Asked about Schaeuble’s proposal, Knot said “more power is important as the euro crisis has shown.”
Finland and the Netherlands backed Germany at an Oct. 18-19 summit of European leaders in maneuvering that will climax at a Dec. 13-14 meeting to set deadlines -- possibly as long as a decade -- for a more united economy with more disciplined budget management and central oversight.
The EU has struggled to maintain the momentum of its June plan to spur investor confidence by putting the ECB in charge of lenders across the euro area and other nations that choose to sign on. Divisions have flared over the scope of the ECB’s authority and how losses would be shared.
The ECB is set to become the bloc’s main financial supervisor by Jan. 1, raising the prospect of direct aid to Spain’s banks during 2013, the 27 EU leaders agreed at the summit this month. The system will phase in and could cover all 6,000 euro-area banks by Jan. 1, 2014.
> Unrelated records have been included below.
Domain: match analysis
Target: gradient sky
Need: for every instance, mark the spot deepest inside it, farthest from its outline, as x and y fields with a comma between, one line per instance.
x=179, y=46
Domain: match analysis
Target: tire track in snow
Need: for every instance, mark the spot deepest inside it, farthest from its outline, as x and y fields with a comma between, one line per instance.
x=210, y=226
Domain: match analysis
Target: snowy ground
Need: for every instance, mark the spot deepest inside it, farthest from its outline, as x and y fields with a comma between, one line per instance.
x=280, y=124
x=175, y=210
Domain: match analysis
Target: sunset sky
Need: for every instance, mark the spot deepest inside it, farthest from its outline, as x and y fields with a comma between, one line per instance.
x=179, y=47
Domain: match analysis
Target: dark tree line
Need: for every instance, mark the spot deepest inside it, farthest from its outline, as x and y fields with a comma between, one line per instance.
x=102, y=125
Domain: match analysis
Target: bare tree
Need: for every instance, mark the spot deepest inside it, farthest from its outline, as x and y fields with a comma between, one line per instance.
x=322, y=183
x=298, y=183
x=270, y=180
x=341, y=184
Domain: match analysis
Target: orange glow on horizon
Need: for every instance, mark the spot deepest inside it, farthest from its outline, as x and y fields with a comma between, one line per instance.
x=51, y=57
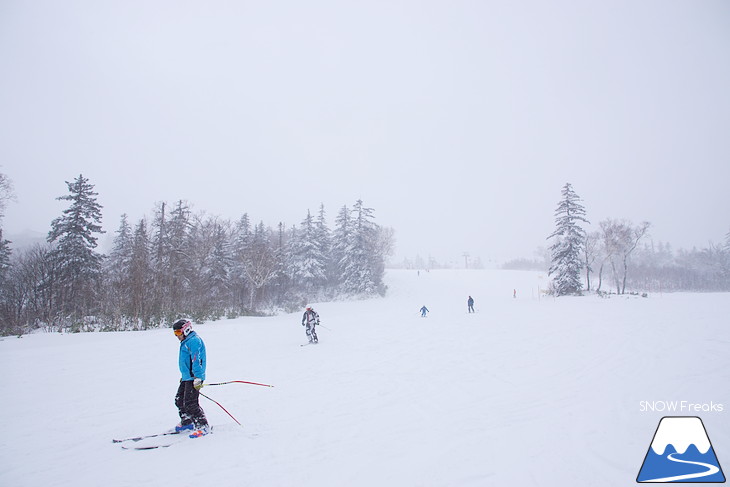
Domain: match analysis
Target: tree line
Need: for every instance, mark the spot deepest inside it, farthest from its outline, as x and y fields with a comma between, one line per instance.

“Everybody is in agreement with what needs to happen -- with the banking union we aim to break the cycle between the sovereigns and national banks,” Knot said. “Banks will become gradually under supervision in 2013 but the emphasis will be more at the end of 2013 than in the beginning as this is a very complex operation.”
Knot also said it is up to Spain to decide whether to apply for a bailout that would enable the country to use the ECB’s bond-purchasing program.
“A call from Spain on the rescue fund wouldn’t necessarily need to be seen as adding to the crisis,” Knot said. “At the moment, it is useful for the solution of the crisis that Spain seeks help here and there,” though “this is really up to Spain,” he said.